Sunday, May 8, 2011

Hot Mess


So, this week I added another layer to my already awkward sunburn by spending three days on sunny Catalina Island. For those of you have never ventured out to these celestial shores, be prepared to be awed . . . and ripped off. It's 80 clams to rent a golf cart for three hours, cash only, as is almost everything else on the isle. However, it is so beautiful and feels like you're crashing the set of LOST rather than walking around LA County. With 4,000 people residing in Avalon, land is scarce, so everything, including the cars, are miniature. For the first time in my life I felt like I belonged.

Any who, instead of staying in a local hotel, our group opted for the road less traveled (literally) and spent three days camping out. Now, I grew up camping and can build a fire with the best of them, but in my years as a grown up, I have somehow garnered a reputation for being, dare I say it, middle maintenance. Just because I like to wear dresses, drink Starbucks, and brush my teeth on a regular basis does not make me one of those girls, right?

My maintenance level recently became a topic of conversation at lunch with some of my colleagues, and I decided that this would be the perfect opportunity to prove them all wrong. All I packed for our three-day romp in the wilderness was a pair of shorts, tee shirts, socks, undies (or course) and a toothbrush and toothpaste. No make-up. No cell phone charger. No frills: au natural. Side note: the ironic thing is that those who made the most fun of me were the ones who brought the most stuff.

It was nice to be free of the burdens of this man's world, until around three o'clock on Wednesday afternoon, about the same time that our tour bus pulled into the airport. . . which was full of LA County firemen. Around thirty, to be exact. And, bonus, there's apparently some sort of law that requires firemen to not only be brave souls, but very attractive ones at that.
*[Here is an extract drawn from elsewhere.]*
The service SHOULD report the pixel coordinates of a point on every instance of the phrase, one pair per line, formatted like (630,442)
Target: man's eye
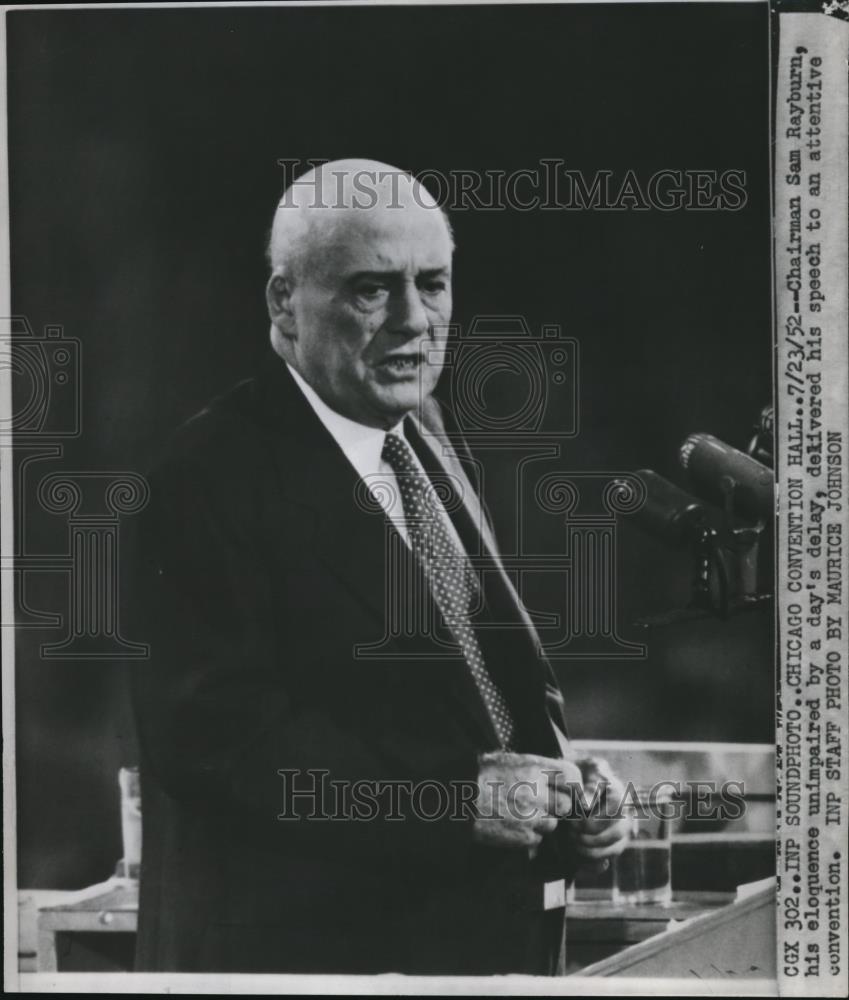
(370,290)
Normally I would be thrilled to be surrounded by so many strapping young men who can wield an axe and rescue me from a tree (just in case), but my lack of showering and my outdoorsesque garb squelched my usual go-get-'em attitude. I was a mess, a hot mess. "Hot being the operative word," one of my lady RAs told me. Still, my timidity would not be overcome, and though I did a good amount of eye-flirting from underneath the brim of my baseball cap, I failed to let my womanly wilds take flight.

I guess it's one of life's cruel jokes, but at least I proved my point.